Alles in allem ist es gut für Anfänger und zu empfehlen, bevor man sich dann an Eclipse und den Rest heranwagt.


----------



## frapo (28. Sep 2011)

Spacerat hat gesagt.:


> Mittlerweile ist gut...



Drum hatte ich mein 'mittlerweile' auch in einfache Gänsefüßchen gesetzt


----------



## Dow Jones (28. Sep 2011)

Dit_ hat gesagt.:


> Außerdem sagen manche, dass Assemler & Co wirklich Basics ist... Also wie tief soll man da als Anfänger gehen?


Die Einstellung das _Assembler wirklich Basic_ ist habe ich ja schon lange nicht mehr gehört. 
Aber wenn ich so darüber nachdenke ist das eigentlich eine - vom theoretischen Standpunkt her - interessante Frage: Ab welchem Stadium, wenn überhaupt, sollte ein Java-Neuling wissen was ein Bit ist? :reflect:
Doch das sollten wir nicht hier erörtern, das führt dann doch zu weit weg vom eigentlichen Sinn dieses Threads.



Dit_ hat gesagt.:


> Also ich weiß wirklich nicht welche Vorteile bringt es einem, zu wissen, wie man über die Konsole *.java komplieren kann.


Vermutlich herzlich wenig. Aber um das kompilieren in der Konsole geht es uns doch auch nicht. Ich selber befürchte halt das es bei Verwendung einer ausgewachsenen IDE zu Szenarien wie diesem kommen kann:

1) Neuling lässt sich von IDE einen Coderahmen erzeugen
2) Neuling tippt sein Hello-World in die fertige _static void main_ methode
3) Neuling möchte sein Programm erweitern indem er - wie er es irgendwo gelesen hat - eine zweite Methode und ein paar Variablen zu seiner Klasse hinzufügt
4) Das Programm läuft nicht. Die IDE sagt das die Methoden und Variablen _static_ sein müssen. Neuling hört auf IDE und verwendet überall static.
5) Programm läuft, Neuling freut sich

=> Neuling hat gelernt das man vor alle Variablen und Methoden _static_ schreiben muss und wird dies in Zukunft auch immer machen. Das scheint die Java-Syntax ja so vorzugeben. 

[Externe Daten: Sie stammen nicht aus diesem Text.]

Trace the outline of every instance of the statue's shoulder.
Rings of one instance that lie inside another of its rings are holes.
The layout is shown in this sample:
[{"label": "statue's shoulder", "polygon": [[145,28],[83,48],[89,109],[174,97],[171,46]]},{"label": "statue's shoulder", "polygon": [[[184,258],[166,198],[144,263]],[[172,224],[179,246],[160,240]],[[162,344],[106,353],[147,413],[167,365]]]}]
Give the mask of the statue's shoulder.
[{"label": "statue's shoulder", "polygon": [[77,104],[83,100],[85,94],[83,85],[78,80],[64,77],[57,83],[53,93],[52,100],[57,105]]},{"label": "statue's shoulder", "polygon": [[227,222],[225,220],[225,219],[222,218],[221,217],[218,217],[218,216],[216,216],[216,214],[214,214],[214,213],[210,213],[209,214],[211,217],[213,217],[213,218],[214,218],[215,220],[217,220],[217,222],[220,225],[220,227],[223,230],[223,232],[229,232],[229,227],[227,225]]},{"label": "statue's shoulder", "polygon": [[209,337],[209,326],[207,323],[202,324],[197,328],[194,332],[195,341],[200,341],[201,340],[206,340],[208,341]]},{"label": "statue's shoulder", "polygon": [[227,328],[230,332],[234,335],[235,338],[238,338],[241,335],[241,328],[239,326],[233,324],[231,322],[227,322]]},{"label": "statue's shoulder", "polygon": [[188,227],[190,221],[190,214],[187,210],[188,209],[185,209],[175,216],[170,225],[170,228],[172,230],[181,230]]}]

Das mag anfangs ja klappen, aber spätestens wenn Neuling mal Klasseninstanzen verwenden möchte wird er Probleme bekommen. Er hat irgendwo gelesen das er [c]myInstance.doSomething()[/c] schreiben soll, aber das läuft nicht. Wieder hat die IDE einen Ratschlag parat: Es muss [c]MyClass.doSomething()[/c] heissen. Der Code lässt sich damit auch tatsächlich kompilieren, nur tut das Programm nicht was es tun soll. Neuling ist ratlos und frustriert. Und ob er dann noch auf die Idee kommt mal nachzuforschen was _static_ bedeutet..? :rtfm:

Naja, so in dem Stil könnte die Geschichte weitergehen. Oder auch nicht; möglicherweise traue ich dem "gemeinen Java Neuling" ja auch nur zu wenig zu. Doch ich denke es besteht eine gute Chance solche Situationen zu vermeiden wenn man sich gleich zu Beginn schon vorstellen kann was _static void main_ eigentlich bedeutet.


----------



## vanny (28. Sep 2011)

Ich als Anfänger wäre jetzt verwirrt ^^ aber schönes Beispiel Jones :lol:

Mal ehrlich, Java lernen heißt für mich, sich mit dem Thema zu beschäftigen, Tutorials oder Bücher zu lesen und den Stoff umzusetzen.
Zumindest war es bei mir so und ich hab auch direkt mit eclipse angefangen, bzw. eher mit der trockenen Theorie, so dass ich schon wusste, was es mit der main auf sich hat, bevor ich auch nur eine Zeile Code geschrieben hatte.
Als ich dann in eclipse beim Erstellen der Klasse einfach das Häkchen bei "create main" einchecken konnte fand ich das schon echt nett und ich mache es heute noch so

Nunja wie überall zählt wohl auch hier in erster Line RTFM:rtfm: (oder besser die API)

Gruß Vanny


----------



## Spacerat (28. Sep 2011)

Bravo vanny! Jeder wie er am besten kann. Es sei denn man belegt einen Java-Kurs, da sollte man mitziehen.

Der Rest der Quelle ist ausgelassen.